Linux is not gnu/linux - z0a
http://linux.topology.org/lingl.html

======
tzs
The most historically accurate way to describe things is to use "GNU" as a
specification. Any system that meets the FSF's definition of a GNU system
could then reasonably be described as a GNU system.

A GNU system built using a Linux kernel would then reasonably be called a
GNU/Linux system, but that would not be the _name_ the system. It would be a
statement that it is a Linux system that meets the GNU specification.

The naming rights to a system historically go to whoever puts it together. So
the complete system that Red Hat sells is the Red Hat Enterprise Linux system.
That's its name, because Red Hat put it together so they get naming rights.

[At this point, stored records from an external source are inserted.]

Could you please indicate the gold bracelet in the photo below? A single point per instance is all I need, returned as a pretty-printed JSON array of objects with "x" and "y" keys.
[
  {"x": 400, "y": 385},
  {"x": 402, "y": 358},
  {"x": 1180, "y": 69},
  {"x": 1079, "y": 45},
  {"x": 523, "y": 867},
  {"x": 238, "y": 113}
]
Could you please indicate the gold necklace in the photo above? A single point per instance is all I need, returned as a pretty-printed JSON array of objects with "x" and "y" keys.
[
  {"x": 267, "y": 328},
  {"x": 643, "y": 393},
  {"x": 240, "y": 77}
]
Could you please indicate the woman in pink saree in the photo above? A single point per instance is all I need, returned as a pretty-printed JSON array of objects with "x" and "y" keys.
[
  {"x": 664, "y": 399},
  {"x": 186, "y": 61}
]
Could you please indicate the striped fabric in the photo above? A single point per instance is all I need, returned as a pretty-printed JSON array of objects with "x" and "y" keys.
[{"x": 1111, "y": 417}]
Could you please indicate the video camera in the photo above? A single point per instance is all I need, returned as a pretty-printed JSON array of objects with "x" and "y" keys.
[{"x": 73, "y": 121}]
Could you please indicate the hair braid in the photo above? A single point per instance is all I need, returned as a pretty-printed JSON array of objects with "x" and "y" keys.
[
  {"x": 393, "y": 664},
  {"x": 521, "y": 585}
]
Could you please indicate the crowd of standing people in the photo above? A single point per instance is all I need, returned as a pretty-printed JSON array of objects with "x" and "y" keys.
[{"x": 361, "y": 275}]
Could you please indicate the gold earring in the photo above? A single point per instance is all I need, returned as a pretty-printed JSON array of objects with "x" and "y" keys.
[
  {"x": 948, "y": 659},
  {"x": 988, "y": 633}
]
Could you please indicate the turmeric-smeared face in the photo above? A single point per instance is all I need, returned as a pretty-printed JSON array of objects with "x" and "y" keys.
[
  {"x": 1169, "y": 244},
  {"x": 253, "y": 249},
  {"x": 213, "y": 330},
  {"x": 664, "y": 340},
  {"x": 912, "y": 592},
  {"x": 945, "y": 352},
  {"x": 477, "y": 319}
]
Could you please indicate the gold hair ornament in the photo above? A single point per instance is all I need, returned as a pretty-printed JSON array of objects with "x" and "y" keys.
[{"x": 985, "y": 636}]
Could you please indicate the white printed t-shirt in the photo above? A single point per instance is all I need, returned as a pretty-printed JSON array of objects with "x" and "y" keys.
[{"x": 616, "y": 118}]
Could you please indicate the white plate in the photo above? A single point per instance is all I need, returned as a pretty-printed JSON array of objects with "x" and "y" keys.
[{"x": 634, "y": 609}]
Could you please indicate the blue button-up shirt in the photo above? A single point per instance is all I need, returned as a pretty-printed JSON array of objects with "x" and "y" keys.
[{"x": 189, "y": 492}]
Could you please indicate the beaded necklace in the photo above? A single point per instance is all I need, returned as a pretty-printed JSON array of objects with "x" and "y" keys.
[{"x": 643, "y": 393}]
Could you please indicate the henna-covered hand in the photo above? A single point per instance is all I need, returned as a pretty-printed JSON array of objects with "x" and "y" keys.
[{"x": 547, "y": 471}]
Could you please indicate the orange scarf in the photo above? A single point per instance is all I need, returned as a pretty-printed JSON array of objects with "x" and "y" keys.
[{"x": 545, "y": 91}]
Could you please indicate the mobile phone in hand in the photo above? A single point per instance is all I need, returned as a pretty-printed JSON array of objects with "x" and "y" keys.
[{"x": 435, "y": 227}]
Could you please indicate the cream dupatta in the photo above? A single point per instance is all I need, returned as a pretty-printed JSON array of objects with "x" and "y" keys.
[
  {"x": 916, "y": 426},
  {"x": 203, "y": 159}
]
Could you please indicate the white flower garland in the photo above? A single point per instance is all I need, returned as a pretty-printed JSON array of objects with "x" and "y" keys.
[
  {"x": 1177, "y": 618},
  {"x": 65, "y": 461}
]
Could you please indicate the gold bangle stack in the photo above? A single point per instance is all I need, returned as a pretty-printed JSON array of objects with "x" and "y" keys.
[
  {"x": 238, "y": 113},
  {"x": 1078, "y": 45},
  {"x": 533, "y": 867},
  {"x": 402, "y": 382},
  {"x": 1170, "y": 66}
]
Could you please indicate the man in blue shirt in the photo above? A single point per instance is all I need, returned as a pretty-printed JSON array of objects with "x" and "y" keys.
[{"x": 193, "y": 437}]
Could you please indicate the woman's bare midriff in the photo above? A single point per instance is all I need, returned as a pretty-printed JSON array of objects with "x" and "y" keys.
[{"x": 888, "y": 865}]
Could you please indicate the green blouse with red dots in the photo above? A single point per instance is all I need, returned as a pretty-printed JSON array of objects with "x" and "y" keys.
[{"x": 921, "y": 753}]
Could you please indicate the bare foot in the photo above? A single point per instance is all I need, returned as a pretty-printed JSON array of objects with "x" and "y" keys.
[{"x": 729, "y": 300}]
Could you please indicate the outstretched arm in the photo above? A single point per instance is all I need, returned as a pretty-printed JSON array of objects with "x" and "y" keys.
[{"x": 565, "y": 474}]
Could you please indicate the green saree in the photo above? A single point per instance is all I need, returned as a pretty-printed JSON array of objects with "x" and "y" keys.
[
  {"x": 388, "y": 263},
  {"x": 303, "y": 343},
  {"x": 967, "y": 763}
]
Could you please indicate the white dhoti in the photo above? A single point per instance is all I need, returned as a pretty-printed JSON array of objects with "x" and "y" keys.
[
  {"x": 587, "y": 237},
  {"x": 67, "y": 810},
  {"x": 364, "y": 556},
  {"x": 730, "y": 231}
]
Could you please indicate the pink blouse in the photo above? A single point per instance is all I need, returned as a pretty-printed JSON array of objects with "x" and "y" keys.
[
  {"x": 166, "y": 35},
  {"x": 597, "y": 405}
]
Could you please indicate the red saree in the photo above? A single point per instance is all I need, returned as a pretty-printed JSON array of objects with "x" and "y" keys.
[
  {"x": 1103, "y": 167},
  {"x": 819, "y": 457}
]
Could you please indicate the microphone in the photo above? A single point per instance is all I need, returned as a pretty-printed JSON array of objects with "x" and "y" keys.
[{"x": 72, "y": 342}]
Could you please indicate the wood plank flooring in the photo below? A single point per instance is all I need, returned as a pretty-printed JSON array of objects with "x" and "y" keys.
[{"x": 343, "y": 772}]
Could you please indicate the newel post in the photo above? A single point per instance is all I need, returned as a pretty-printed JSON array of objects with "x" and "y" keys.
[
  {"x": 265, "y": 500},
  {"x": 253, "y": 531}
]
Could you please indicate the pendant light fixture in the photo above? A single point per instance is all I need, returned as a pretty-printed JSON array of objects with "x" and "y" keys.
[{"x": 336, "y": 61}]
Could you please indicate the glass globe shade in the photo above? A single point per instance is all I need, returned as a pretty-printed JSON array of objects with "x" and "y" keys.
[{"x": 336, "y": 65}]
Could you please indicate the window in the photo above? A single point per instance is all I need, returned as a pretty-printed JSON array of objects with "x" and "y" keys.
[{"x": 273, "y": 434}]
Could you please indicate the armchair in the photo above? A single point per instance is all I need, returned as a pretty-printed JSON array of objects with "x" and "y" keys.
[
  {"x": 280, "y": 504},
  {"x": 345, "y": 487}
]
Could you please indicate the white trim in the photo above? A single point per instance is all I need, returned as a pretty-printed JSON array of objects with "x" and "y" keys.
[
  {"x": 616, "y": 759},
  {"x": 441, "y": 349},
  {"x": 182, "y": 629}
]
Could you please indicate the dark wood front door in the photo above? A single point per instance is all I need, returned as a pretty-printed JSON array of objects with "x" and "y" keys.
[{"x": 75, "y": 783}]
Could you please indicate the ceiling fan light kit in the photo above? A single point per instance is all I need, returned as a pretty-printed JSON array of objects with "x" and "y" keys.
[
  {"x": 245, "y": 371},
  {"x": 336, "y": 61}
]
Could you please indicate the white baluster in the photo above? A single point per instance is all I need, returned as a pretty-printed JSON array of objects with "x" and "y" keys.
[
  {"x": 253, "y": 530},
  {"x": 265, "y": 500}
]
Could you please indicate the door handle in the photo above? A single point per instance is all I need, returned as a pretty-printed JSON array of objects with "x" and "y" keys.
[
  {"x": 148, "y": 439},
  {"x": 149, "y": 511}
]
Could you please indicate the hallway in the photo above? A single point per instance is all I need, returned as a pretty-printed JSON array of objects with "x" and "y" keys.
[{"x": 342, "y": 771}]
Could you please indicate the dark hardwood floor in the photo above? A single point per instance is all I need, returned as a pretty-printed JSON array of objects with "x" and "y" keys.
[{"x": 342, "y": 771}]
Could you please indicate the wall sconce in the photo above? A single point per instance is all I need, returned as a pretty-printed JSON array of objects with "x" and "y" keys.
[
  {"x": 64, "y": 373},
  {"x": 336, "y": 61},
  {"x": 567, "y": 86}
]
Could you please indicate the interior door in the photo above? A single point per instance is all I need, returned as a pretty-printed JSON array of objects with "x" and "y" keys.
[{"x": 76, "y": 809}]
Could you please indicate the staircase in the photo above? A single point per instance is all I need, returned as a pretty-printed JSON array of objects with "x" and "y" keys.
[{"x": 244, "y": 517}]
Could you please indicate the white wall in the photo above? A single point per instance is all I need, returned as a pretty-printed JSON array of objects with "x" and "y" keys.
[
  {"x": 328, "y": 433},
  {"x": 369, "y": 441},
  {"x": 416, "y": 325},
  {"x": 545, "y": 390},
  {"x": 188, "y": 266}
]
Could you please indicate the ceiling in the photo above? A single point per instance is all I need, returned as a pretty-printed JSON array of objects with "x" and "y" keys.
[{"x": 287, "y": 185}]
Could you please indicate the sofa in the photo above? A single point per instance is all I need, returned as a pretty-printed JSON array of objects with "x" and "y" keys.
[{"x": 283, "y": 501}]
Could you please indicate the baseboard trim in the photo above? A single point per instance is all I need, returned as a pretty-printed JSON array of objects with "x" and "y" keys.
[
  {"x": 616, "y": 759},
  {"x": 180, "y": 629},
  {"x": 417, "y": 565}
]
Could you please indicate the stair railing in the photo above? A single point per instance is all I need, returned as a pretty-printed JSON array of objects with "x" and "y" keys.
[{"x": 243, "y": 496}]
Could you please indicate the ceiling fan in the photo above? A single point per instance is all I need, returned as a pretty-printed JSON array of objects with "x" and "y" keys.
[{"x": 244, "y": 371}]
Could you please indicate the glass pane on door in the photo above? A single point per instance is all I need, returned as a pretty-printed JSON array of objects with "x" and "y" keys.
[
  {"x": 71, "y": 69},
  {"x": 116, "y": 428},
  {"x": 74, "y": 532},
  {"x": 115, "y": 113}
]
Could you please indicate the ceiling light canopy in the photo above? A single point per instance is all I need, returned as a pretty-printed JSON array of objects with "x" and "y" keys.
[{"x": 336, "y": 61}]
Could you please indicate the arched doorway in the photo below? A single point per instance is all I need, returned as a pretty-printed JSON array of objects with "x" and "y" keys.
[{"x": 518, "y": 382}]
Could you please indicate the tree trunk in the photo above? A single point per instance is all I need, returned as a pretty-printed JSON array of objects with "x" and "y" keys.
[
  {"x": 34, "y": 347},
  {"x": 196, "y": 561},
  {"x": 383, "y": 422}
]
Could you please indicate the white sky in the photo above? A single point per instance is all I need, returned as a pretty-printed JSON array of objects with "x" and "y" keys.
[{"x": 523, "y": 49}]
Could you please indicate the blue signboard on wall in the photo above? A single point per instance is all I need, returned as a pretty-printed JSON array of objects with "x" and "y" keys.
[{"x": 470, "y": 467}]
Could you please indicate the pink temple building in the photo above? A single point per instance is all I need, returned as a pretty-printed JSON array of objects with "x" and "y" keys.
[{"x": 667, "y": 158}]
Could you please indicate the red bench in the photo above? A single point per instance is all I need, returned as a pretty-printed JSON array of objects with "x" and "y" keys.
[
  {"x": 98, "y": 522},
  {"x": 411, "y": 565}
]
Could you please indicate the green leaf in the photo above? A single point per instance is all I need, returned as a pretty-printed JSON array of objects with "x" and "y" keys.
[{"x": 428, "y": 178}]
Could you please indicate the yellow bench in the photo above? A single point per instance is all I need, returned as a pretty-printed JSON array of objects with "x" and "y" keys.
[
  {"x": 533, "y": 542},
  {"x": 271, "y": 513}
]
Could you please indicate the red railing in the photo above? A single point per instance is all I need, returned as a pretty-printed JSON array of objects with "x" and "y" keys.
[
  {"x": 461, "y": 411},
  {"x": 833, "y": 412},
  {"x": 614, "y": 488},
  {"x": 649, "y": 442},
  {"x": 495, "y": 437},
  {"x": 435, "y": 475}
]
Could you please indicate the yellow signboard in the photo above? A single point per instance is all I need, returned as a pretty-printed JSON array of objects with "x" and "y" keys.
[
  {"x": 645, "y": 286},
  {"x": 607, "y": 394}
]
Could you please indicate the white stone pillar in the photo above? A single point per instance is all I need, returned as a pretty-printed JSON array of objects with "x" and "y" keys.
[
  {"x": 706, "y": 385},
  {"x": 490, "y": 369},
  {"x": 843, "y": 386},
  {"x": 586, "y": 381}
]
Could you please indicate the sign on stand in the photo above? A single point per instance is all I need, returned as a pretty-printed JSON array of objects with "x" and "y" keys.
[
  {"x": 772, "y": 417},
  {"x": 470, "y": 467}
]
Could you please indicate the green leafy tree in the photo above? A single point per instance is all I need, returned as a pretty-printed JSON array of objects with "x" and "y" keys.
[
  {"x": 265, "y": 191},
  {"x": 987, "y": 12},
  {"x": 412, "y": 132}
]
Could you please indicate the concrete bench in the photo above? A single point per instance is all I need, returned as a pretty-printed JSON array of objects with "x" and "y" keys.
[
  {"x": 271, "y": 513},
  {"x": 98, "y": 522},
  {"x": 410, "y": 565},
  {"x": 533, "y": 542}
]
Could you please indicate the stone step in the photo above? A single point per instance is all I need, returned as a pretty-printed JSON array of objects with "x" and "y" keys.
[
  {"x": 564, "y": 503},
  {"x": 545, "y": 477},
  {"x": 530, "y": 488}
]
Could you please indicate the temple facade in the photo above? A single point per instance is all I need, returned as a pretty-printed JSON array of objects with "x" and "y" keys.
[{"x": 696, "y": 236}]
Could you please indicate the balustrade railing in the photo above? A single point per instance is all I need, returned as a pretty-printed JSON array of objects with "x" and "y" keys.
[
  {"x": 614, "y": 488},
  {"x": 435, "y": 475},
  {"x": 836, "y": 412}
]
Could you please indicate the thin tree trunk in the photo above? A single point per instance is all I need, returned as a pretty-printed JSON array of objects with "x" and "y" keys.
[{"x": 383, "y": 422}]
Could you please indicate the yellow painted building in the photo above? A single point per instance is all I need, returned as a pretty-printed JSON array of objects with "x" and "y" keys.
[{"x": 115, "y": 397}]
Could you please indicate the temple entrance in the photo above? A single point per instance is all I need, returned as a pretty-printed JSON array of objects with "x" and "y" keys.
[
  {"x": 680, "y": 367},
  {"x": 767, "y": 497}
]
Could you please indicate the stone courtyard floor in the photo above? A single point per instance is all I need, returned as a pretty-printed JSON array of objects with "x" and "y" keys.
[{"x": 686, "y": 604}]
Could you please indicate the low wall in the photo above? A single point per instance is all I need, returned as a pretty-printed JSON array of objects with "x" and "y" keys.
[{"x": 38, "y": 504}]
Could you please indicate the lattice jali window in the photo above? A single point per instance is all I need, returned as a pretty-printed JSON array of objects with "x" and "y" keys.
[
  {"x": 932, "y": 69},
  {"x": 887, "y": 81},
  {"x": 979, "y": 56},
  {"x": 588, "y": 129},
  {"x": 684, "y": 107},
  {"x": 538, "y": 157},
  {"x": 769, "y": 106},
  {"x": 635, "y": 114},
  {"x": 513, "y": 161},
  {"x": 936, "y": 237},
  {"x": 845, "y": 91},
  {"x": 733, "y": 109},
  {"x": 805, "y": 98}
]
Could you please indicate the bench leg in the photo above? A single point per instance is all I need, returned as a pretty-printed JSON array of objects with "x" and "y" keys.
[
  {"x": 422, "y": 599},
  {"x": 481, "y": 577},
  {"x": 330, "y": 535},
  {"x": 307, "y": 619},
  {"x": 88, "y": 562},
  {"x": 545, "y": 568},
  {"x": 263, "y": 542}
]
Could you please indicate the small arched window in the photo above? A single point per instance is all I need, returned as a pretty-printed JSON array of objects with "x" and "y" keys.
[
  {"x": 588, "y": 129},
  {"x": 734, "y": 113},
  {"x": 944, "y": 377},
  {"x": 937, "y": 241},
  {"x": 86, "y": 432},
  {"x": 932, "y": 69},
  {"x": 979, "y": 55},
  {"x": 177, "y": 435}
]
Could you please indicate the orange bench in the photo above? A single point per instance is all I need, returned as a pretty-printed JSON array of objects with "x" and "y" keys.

The complete system my past employer, Interactive Systems Corporation, sold
that consisted of System V ported by us from the 3B2 sources to the 80386 was
a UNIX system, but its name was 386/ix. We are the ones who put it together,
so we got to pick the name, even though very significant components came from
outside.

When describing the system named Red Hat Enterprise Linux by capabilities
rather than be name, then it can be called a GNU/Linux system because it
satisfies the functional requirements to be a GNU system.

For giving credit to those who provided the components you used to build your
system, the traditional place to do this would be in the documentation and if
you have a GUI in the "about" box of some major GUI component, such as
whatever corresponds to Apple's Finder or Window's Explorer on your system.